Leslie Farinella: Hi, Sarah. I’m super excited to be here today. So I’ve been at Xyleme for over the last eight years. Actually, prior to that, I was in the learning content space, but on the business side, helping organizations to drive performance within their workforce. And I realized that, you know what, if we wanted to scale, we were going to have to bring technology to help solve this problem. So I got really excited. So I jumped over to the product side. And since I’ve been at Xyleme, I’ve pretty much covered almost all of the roles, ending up with my last role being the chief strategy officer.

SO: And so here we are. And I think you’re probably the perfect person to talk to about this topic where we’re getting a lot of interest all of a sudden. Well, from my point of view, maybe not from your point of view, but from my point of view, we’re getting a lot of interest in content operations for learning content. 

LF: Yeah.

SO: So people are asking questions like, if I have overlapping content between my tech comm content and my learning content, why, you know, why can’t I combine those in some efficient way as opposed to what I’m doing now, which is this terrible copy and paste or worse rewrite without, you know, people ever talking to each other. But also we’re hearing from learning organizations that don’t actually have what I would consider to be tech comm content who need a more mature content workflow. So they’re asking questions like, “How can I develop learning better, faster, cheaper?” So what does that look like on your side of the fence?

LF: We absolutely hear the exact same thing, and I think it’s only gonna get worse because if we think about the root cause and think about what’s really driving this conversation and what’s making this conversation escalate is the speed of change and the need to drive agility within the organizations so organizations have to adapt faster than they have before which means people have to learn new skills new mindsets and new behaviors faster than before and which means inevitably they have to learn on the go, which means that performance support and tech comms is part of that learning. And as you and I know, cause I know you and I’ve had past conversations breaking down that silo between tech comm and learning is gonna be essential to driving that agility that organizations need to change. And that’s why they’re feeling the pressure.

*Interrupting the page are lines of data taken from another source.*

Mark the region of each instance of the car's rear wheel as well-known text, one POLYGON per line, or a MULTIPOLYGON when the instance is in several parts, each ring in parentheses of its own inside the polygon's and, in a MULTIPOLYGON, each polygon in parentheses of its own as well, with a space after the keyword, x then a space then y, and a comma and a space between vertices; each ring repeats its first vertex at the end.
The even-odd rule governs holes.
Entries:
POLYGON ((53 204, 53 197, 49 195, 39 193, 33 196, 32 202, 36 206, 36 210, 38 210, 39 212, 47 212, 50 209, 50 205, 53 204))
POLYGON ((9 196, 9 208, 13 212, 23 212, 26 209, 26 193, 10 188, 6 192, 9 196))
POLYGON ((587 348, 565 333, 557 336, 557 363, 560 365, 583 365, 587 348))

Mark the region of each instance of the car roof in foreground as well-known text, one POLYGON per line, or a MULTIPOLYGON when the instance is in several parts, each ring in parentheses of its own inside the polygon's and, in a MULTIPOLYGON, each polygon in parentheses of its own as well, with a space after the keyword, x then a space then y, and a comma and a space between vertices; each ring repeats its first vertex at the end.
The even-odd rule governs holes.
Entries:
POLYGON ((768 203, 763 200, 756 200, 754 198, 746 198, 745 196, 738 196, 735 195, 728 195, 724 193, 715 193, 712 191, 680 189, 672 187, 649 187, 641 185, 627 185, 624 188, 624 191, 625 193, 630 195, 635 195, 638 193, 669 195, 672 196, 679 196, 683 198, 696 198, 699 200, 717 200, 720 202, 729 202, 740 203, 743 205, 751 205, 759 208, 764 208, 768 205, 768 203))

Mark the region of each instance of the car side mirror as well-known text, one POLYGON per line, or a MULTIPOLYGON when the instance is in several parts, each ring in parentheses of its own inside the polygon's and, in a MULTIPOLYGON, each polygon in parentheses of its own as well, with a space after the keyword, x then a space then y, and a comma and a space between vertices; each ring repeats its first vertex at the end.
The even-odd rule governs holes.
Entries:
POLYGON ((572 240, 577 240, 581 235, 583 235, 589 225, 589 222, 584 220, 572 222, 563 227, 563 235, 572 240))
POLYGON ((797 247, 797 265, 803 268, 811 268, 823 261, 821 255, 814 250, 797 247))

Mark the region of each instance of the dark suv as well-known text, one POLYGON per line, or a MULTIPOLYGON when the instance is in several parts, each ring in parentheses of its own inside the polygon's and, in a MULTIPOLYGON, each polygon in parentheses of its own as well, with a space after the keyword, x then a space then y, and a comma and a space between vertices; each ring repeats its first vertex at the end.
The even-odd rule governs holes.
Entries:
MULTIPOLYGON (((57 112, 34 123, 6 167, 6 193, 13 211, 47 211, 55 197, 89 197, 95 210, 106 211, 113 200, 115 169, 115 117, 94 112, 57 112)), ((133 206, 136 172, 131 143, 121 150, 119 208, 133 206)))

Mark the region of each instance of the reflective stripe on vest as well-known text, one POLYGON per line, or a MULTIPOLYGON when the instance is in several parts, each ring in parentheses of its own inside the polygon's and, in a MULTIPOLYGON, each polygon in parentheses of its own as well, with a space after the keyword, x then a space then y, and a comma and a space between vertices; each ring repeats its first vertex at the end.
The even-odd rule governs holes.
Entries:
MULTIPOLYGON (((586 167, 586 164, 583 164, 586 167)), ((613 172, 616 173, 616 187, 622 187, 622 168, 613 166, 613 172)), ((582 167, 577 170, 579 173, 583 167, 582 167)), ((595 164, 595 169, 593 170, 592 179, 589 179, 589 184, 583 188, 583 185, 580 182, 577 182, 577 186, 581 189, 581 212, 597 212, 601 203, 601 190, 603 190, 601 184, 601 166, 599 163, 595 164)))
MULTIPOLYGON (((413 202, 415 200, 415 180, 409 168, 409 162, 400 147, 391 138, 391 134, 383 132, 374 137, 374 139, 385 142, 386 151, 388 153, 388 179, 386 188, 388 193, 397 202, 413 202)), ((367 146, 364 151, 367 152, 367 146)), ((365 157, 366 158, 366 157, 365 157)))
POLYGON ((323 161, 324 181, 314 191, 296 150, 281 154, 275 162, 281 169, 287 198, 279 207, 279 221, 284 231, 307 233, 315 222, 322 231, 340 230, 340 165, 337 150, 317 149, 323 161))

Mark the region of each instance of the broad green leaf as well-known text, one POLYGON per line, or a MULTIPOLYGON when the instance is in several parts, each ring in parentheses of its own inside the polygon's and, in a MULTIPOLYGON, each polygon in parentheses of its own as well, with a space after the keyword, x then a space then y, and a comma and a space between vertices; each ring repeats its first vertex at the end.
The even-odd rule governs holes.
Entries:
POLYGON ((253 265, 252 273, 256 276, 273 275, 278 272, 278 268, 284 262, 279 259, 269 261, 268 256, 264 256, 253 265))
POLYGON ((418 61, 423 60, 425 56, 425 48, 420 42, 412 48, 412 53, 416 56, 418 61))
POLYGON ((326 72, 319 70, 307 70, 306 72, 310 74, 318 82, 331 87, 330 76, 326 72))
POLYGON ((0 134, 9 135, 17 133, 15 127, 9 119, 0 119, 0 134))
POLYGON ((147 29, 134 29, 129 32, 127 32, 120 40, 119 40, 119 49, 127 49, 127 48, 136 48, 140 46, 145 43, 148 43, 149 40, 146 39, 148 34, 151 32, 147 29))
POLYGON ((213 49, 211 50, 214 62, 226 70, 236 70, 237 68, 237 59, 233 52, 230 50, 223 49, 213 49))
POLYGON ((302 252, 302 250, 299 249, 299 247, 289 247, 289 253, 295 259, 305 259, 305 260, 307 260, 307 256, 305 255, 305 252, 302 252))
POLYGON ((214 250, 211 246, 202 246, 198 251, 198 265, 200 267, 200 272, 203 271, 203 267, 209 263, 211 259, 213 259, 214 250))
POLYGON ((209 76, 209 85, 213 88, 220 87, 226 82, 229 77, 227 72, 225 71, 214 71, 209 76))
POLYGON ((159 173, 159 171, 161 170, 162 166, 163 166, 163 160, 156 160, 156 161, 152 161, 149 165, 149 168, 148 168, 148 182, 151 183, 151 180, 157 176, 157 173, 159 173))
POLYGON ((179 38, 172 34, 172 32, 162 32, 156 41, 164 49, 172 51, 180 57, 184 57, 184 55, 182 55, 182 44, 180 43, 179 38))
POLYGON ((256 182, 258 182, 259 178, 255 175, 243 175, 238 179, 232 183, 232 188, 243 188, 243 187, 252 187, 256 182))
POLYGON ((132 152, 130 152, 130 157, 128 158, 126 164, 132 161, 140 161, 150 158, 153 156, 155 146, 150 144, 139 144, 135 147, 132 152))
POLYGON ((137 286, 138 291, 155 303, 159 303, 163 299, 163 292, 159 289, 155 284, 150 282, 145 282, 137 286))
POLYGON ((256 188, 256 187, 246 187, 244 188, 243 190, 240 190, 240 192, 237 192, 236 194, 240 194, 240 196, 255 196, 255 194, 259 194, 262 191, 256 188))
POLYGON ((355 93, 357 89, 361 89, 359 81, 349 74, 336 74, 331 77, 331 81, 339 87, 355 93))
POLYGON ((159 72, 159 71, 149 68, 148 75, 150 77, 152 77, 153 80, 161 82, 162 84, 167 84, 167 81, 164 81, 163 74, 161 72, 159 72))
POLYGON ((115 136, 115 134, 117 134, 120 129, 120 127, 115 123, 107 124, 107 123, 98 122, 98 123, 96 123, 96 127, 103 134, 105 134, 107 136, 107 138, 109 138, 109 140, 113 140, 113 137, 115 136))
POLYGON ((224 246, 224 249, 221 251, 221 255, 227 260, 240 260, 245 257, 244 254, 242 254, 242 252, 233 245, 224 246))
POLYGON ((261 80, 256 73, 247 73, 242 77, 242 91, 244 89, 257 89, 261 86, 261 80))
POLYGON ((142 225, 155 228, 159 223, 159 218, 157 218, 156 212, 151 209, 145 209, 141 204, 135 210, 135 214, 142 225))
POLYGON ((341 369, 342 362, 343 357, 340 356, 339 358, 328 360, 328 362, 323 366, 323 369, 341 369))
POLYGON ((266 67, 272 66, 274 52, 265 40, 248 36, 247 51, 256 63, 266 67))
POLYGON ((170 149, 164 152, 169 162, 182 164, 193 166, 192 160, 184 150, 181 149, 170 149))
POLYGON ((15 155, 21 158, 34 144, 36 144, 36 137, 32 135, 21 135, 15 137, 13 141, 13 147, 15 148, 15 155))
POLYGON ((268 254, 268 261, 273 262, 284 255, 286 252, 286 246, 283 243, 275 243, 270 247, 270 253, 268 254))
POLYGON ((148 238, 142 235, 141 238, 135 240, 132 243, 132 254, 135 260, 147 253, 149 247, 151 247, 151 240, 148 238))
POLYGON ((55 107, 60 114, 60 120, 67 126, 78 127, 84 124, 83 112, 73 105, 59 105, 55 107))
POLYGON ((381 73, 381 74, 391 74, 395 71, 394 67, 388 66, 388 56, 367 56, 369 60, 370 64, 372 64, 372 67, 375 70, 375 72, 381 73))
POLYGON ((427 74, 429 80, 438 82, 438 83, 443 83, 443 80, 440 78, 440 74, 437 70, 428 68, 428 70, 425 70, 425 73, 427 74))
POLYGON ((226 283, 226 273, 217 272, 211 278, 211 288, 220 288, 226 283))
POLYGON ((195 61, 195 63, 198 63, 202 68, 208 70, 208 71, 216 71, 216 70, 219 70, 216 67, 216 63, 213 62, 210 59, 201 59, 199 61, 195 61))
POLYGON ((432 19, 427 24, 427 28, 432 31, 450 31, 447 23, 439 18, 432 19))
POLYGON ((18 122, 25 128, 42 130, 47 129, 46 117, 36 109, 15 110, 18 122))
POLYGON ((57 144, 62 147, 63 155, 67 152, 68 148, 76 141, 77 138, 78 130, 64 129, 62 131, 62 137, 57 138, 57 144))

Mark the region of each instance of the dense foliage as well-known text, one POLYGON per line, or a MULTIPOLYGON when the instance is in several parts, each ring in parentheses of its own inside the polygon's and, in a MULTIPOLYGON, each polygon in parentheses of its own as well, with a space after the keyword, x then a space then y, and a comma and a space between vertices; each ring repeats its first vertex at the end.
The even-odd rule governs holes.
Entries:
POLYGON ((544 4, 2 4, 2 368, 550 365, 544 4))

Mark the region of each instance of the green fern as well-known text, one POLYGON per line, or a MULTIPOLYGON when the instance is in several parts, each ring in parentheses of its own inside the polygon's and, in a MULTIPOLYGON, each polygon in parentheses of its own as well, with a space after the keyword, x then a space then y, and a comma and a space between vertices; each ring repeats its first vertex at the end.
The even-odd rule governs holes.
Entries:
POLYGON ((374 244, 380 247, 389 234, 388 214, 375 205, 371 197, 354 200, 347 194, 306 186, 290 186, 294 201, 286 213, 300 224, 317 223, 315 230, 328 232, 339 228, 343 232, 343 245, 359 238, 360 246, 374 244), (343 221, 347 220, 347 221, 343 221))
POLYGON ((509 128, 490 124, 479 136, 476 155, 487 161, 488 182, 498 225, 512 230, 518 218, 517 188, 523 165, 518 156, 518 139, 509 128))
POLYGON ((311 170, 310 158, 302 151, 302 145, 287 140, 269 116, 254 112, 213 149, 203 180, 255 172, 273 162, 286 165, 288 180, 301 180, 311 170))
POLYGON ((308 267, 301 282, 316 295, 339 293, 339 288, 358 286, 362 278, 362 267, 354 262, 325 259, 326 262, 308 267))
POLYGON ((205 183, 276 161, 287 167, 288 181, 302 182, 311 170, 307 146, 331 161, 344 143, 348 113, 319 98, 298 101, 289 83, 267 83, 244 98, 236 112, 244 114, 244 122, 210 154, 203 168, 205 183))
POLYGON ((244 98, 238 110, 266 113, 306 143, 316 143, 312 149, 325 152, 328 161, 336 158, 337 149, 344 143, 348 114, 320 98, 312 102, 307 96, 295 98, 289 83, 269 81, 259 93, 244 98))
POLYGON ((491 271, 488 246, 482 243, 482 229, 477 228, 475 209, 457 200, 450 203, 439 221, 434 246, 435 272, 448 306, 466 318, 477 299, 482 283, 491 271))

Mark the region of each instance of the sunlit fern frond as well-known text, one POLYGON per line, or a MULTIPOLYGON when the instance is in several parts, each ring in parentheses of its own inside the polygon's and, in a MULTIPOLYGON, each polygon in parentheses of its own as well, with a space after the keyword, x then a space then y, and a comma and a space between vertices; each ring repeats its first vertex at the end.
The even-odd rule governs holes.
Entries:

SO: And so what does that look like? You know, Xyleme in particular is an enterprise learning content management system, which perhaps I should have said in the intro. What does it look like when people start considering something, you know, a solution like that? What’s the executive-level argument for that?

LF: Speed, agility, cohesiveness, learner experience. And I think that what we all have to remember is when you’re buying something like a CCMS or an LCMS, you know, component content management system or learning content management system, they’re kind of flip sides of the same coin, but they also need to work together. And I think that is the change in mindset we need in the industry is that if you think about learning, you have formal learning. I take a course. Usually, I’m a novice. I need some scaffolding. But the majority of the learning, once I kind of get my initial scaffolding happens by experience. It happens by solving problems. And inevitably that means looking stuff up. So it means going back to the documentation because no one’s going to go to the LMS to go flip to halfway through the e-learning course to look something up that’s just very painful. So what I hear from the top executive level is how do we make that whole system work together? How do we consider it from a job performance perspective and moving people from a novice to proficiency across that entire spectrum, which is learning and tech comm. And that’s where this idea that we have these separate systems and these separate processes really start to get in our way. And I think that’s where the opportunity is, is to see how do we break down that silo and how do we think about how these technologies can work better together or maybe even collapse into a single tech stack.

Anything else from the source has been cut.